Requiem aeternam dona ei Domine.

Et lux perpetua luceat ei.

Requiescant in pace.

Esas cosas, ay, habrían de terminarse de un momento a otro, sin que yo pudiera hacer nada al respecto; sin que se tuviera en cuenta mi opinión. Era injusto. Y me enojé con Dios en una rabieta que alcancé a comentarles a ellos dos, entre sollozos, en distintas ocasiones, tres o cuatro años más tarde.

—Te falta aprender tanto, Juanita… —Suspiró ella sin apartar los ojos del tejido.

—Ya tengo ocho —le dije—. Voy a la escuela.

—Cuando hayas vivido tanto como yo, te darás cuenta de que todo está bien. La muerte es como irse a vivir con Dios. Entonces, ¡no puede ser tan malo!

—La muerte no es una cosa horrible, como algunos creen, muchacha —bramó él, en su momento, sin apartar los ojos de la bóveda que encalaba.

—¿Ah, no? Entonces, por qué todos tiemblan al nombrarla y lloran cuando llega.

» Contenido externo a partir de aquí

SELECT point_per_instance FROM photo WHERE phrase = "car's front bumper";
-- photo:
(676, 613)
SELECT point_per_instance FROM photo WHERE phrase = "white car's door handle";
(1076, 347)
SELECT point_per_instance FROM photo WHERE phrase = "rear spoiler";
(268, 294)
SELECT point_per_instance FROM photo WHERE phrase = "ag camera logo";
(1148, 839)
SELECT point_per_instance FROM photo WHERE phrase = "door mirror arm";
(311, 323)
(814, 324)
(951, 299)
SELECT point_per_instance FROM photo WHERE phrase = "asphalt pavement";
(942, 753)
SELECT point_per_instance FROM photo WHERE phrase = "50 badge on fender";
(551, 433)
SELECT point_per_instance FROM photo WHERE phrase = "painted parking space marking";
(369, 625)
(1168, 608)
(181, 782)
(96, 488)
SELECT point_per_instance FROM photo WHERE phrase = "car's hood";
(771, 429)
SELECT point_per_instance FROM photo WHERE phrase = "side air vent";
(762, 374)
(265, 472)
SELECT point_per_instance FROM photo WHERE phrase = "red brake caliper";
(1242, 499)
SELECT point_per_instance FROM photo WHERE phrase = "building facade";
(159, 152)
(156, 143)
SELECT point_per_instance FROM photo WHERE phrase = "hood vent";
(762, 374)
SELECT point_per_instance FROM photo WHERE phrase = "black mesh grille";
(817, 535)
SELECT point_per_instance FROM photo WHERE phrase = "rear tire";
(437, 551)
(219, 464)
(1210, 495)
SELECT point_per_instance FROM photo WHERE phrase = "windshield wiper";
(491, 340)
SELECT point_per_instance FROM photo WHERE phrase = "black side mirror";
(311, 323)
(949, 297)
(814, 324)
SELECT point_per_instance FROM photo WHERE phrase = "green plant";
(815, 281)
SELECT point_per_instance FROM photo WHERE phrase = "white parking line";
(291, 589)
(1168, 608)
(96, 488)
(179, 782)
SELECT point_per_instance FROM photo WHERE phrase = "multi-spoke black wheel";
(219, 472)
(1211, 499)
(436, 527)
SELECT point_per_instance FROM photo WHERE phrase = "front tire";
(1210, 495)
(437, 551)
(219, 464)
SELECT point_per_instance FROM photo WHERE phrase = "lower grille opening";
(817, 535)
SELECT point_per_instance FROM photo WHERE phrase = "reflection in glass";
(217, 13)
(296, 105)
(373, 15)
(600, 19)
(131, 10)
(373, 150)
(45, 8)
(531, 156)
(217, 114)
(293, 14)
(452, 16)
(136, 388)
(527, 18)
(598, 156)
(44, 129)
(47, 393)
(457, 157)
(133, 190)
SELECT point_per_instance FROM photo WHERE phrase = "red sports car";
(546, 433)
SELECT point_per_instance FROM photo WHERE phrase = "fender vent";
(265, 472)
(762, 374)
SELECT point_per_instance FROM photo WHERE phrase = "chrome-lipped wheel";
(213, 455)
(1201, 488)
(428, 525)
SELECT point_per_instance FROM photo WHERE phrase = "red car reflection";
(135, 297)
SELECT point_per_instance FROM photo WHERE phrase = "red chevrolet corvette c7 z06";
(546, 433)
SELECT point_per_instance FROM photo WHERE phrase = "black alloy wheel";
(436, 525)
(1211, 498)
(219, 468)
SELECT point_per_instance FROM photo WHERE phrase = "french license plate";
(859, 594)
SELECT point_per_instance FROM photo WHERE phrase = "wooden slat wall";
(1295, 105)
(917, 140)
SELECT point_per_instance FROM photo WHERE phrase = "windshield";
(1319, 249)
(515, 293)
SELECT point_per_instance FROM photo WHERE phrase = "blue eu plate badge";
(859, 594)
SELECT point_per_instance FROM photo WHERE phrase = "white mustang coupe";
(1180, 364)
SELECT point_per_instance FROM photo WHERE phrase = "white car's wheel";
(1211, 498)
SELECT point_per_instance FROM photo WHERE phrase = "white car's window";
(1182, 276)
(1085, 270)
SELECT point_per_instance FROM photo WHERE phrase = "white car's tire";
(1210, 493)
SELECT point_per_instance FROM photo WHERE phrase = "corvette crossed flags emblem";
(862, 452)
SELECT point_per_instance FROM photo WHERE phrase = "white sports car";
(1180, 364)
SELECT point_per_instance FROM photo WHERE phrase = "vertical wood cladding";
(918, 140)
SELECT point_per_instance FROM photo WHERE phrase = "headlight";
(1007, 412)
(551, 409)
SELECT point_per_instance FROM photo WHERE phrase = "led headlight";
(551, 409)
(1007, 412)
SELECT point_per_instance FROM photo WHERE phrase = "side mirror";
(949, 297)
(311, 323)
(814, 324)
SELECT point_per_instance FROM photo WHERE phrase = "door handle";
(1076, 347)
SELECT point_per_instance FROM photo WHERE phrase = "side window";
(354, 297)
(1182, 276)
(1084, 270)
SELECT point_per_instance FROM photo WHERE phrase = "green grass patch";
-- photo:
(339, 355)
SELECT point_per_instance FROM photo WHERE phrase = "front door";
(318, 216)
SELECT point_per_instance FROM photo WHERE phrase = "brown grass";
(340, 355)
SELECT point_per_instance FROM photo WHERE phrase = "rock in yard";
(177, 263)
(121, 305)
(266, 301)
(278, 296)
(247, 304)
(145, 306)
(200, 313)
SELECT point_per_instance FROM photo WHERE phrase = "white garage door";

—Solamente tiene mala fama, incluso para quienes la consideran un invento de Dios. No es más. Es como irse a dormir, aunque más profundamente. Andá, más bien, a traerme un florero de la bodega. Ah, y un tarro de pintura negra que dejé detrás de la escalera chiquita —antes de alejarme, añadió—: la muerte es solo un lugar oscuro y solitario.

Andando los tiempos fui conformándome. Aceptando las cosas de mejor manera.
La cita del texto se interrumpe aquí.